BRIEF DESCRIPTION OF THE DRAWINGS

[0022] FIG. 1 is drawing showing the format structure of the IPv6 address of the present invention.

[0023] FIG. 2 is a drawing showing a typical structure of the embodiment of the network system applicable to the present invention.

[0024] FIG. 3 is a block diagram showing a typical internal structure of the domain boundary router of FIG. 2.

[0025] FIG. 4 is a drawing showing the routing table.

[0026] FIG. 5 is a flow chart showing the packet transfer process.

[0027] FIG. 6 is a drawing showing the data transfer packet process by host routing.

[0028] FIG. 7A through 7C are drawings showing the routing table.

DETAILED DESCRIPTION OF THE PREFERRED EMBODIMENTS

[0029] The embodiments of the present invention are hereafter described while referring to the accompanying drawings. FIG. 1 is a drawing showing the format structure of the IPv6 address related to the present invention.

[0030] The IPv6 address is composed of 128 bits as shown in FIG. 1. The upper 64 bits of the IPv6 address are called the network prefix and the lower 64 bits are called the interface ID. The network prefix usually indicates the position indicator showing the network connected to the node, and the interface ID within the subnetwork, indicates a position identifier for identifying the node interface.

[0031] The interface ID contains a global/local bit (70th bit in FIG. 1). A global/local bit of “1” indicates that interface ID is unique to the entire Internet. A global/local bit of “0” indicates that interface ID is unique within the subnetwork.

[0032] In the present invention, the micromobility protocol utilizes the feature that the IP address comprises two functions consisting of the network prefix and the interface ID as shown in FIG. 1.

[0033] Ranking above a subnet, a domain consists of a plurality of subnetworks. The network prefixes of the IPv6 address are assigned to domains (units) rather than subnetworks (units) as in the conventional method. In other words, the same network prefixes are assigned to subnetworks belonging to the same domain.

[0034] Therefore, since there is no change in the network prefix of the IPv6 address, even if the node moves within the domain there is no need to send a movement report message to the server (such as the home agent or mapping agent) controlling the node position information. So the movement report message is only issued when that node has moved to a different domain and the movement report is sent to the server controlling the position information.

[0035] Movement report messages that accompany frequent node movement therefore no longer have to be issued in large numbers and the load applied on the network is removed.

[0036] The structure of an embodiment of the network system of the present invention is shown in FIG. 2. In the network system in FIG. 2, the nodes comprising the network communicate based on the IPv6 address shown in FIG. 1.

[0037] The domain 4 is composed of a plurality of subnetworks 12-1 through 12-10. The subnetworks 12-1 through 12-10 are made up of communication media such as cable/wireless, or joint media/point-to-point media.

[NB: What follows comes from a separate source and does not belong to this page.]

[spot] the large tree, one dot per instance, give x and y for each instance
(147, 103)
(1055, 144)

Further, the subnetworks 12-1 through 12-4 are capable of connecting with a plurality of terminal devices (mobile nodes). The routers 11-1 through 11-6 are present within the domain 4, and form a tree structure with the domain boundary router 3 as the base. However, this is a theoretical topology and there is no need to form the actual topology as a tree structure.

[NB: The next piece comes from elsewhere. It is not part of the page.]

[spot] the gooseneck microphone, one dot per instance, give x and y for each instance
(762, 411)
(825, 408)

[0038] The terminal device 2 is connected to the backbone network 1 and communicates with the terminal device 31 in the domain 4 via the backbone network 1 and domain boundary router 3.

[0039] The domain boundary router 3 is connected to the router 11-1 and 11-4 inside the domain 4. The routers 11-2 and 11-3 are connected to the router 11-1, and the routers 11-5 and 11-6 are connected to the router 11-4. The domain boundary router 3 and the routers 11-1 through 11-6 store the network prefixes, and control (routing) the transmit path of data packets supplied from mobile nodes such as terminal device 31 as well as the data packet 21 supplied from the terminal device 2.

[0040] The routing is explained next. Routing is performed for example, on the backbone network 1, based on the upper 64 bits (network prefix of the domain 4 connected to the mobile node) of the IPv6 address listed in the end-point address field of the IPv6 header of the data packet 21 for sending to the mobile node (terminal device 31 in the example in FIG. 2). Also, host routing is performed in the domain 4 using the lower 64 bits (mobile node interface ID) of the IPv6 address listed in the end-point address field of the IPv6 header of data packet 21 for sending to the mobile node.

[0041] By using the lower 64 bits making up the interface ID in the IPv6 address, as the host ID for host routing in this way, the routing within the domain 4 can be performed with a host base rather than the conventional network prefix base, and the routers 11-1 through 11-6 within the domain 4 can change paths with extremely little delay even for nodes (terminal device 31 in the example in FIG. 2) that move frequently.

[0042] However, the micromobility protocol of the present invention requires that the interface ID within the IPv6 address be unique at least within the domain 4. Therefore, when the global/local bit in the interface ID is set to a “1” the interface ID is unique within the entire Internet so there is no problem, but when the global/local bit is set to a “0”, an interface ID must be assigned to the mobile node (terminal device 31 in the example in FIG. 2) that is connected to be unique within domain 4. In one method to assign the interface ID, a domain boundary router 3 has unified control of interface IDs within domain 4, and when a mobile node makes a new connection to domain 4, the domain boundary router 3 assigns an interface ID to the mobile node after performing verification.

[0043] Micromobility can therefore be achieved in the present invention in this way, by host routing within the domain 4 using the lower 64 bits (in other words, the interface ID) of the IPv6 address listed in the end-point address field of the data packet 21 sent to the mobile node. So none of the other methods proposed for micromobility protocols such as inefficient IP-in-IP tunneling are used, and routing with the backbone network 1 can be performed with a network prefix base just as used in the conventional art so there is no need to add special functions to the router (not shown in drawing) on the backbone network 1.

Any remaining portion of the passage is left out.